I was at the British Library earlier this
week, and found sheets of official paper neatly laid out on each desk in the
Humanities I Reading room. This sight makes me slightly nervous, as it can
indicate an announcement of imminent industrial action, or a broken
book-retrieving machine in the stacks, but in this case the papers turned out
to be a questionnaire, an exercise by the private research consultancy Oxford Economics. As the Chief Executive of the BL explains in her covering letter,
the aim of this research is to ‘quantify the impact of the Library on the UK
economy’, with a view to lobbying the government more effectively.

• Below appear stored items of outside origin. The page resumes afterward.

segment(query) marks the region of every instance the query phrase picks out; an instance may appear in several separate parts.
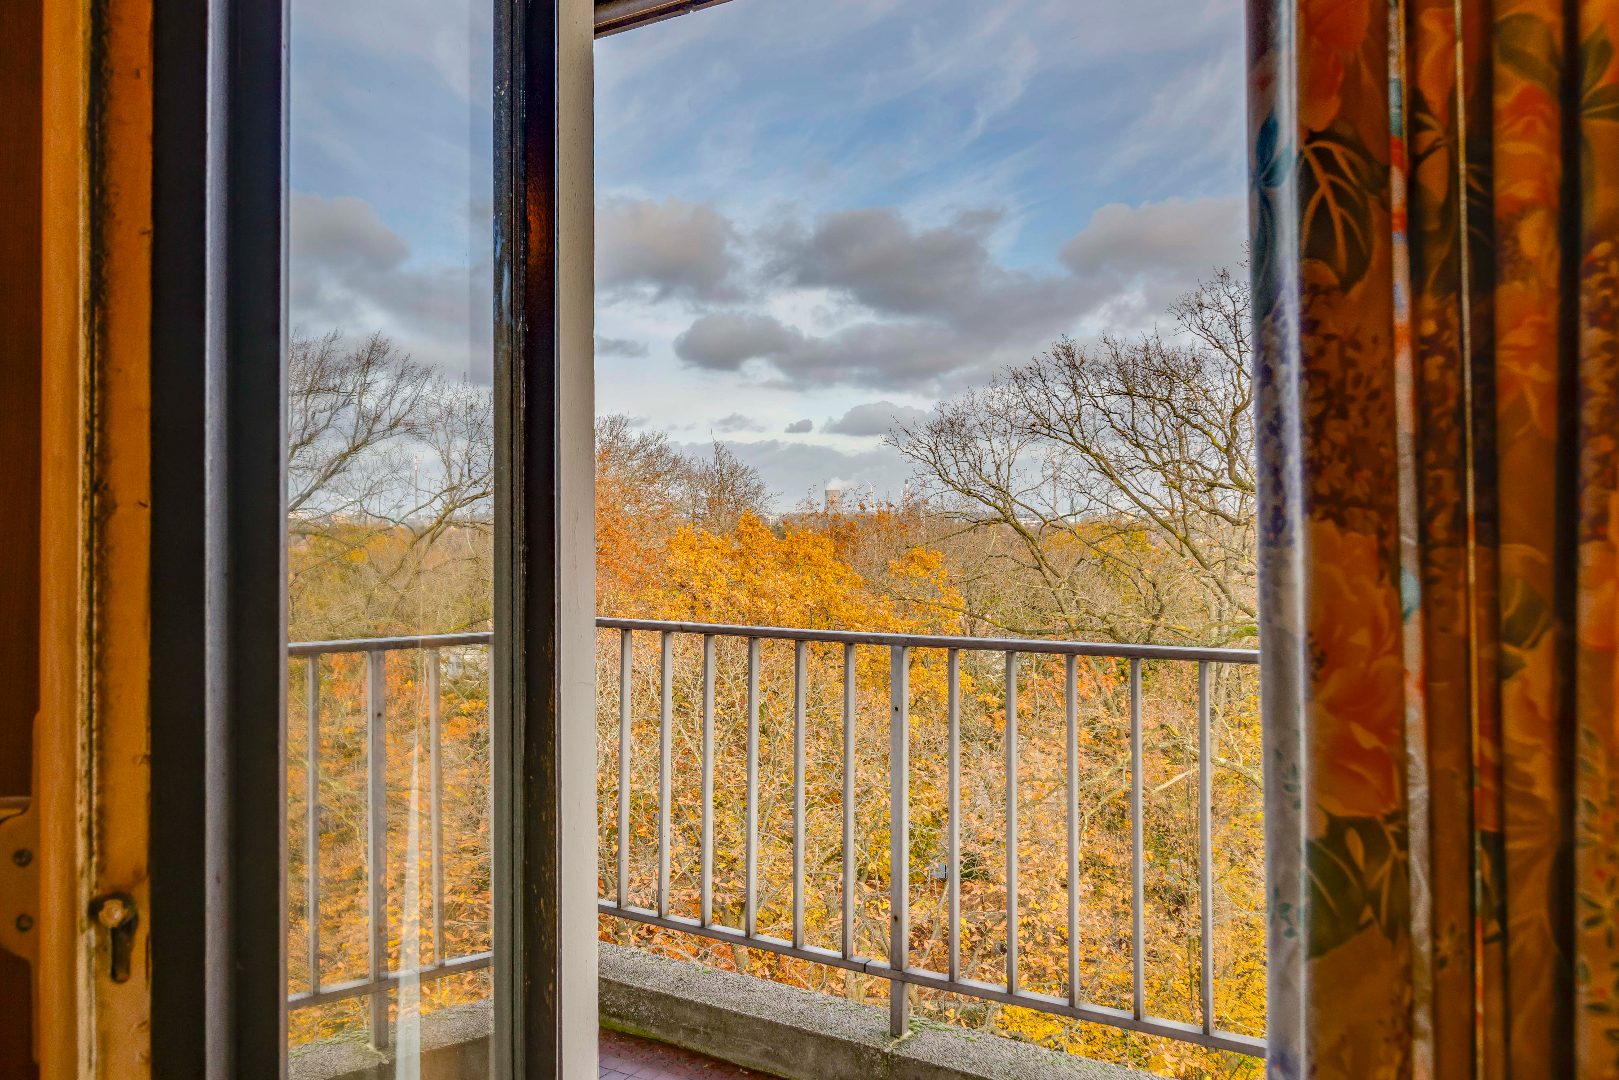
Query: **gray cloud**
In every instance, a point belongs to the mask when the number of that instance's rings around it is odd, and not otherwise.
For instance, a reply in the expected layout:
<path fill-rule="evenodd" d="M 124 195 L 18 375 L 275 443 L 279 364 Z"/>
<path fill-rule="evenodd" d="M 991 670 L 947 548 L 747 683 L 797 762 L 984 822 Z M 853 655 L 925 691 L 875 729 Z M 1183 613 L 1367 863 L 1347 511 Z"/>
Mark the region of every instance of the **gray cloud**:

Some of the questions were simple enough,
to capture economic activity associated with coming to the BL – how much do you
spend on public transport to get here, how much do you spend on food in our
cafe? But the two questions which gave me most
food for thought were ones which conjured up an alternative world, in which
access to a research library becomes (just?) a commodity, which can be
purchased for the right price. What would
be the maximum amount you would be willing to pay per month as a donation or
subscription…? – how much would you fork out for the right to sit in these
beautiful spaces and read Władysław Pociecha’s account of the 1519-21
Polish-Prussian war? Rather sheepishly, I wrote in pencil £25, because that’s
slightly more than the sum you might pay for membership of a big scholarly
association, like the Renaissance Society of America. Then, a question which
made my eyes widen at my desk: Imagine
the BL… allowed existing Readers to sell their Pass. What is the minimum amount
you would be willing to accept? What is that piece of green plastic worth to
you?
What's it worth to you? |
In this hypothetical scenario, you can
imagine BL cards traded furiously on e-bay, or exchanged for cash on seedy
street corners behind King’s Cross station. I conjured up some fantastical sums
in my head (£5K, £10K?), before putting my pen down because, cheesy though it
sounds, to an academic a BL pass is probably priceless. Even scholars live in a
material world, and function within a wider economy, whether they like it or
not, so there’s no point in putting one’s head totally in the sand. The BL has
to make a loud case for public funding, and it is of course
regrettable that education and research (the pursuit of better understanding of
the world) increasingly have to be justified in purely economic terms. But even in this climate, the hypothetical act of putting a price on an individual's lifetime access to ‘the world’s knowledge’ (to quote the BL’s
slogan), to the national research collection, still has
a rather dystopian chill to it. So I’m still carrying the questionnaire
around in my bag, unsure whether to hand it over to Oxford Economics or not.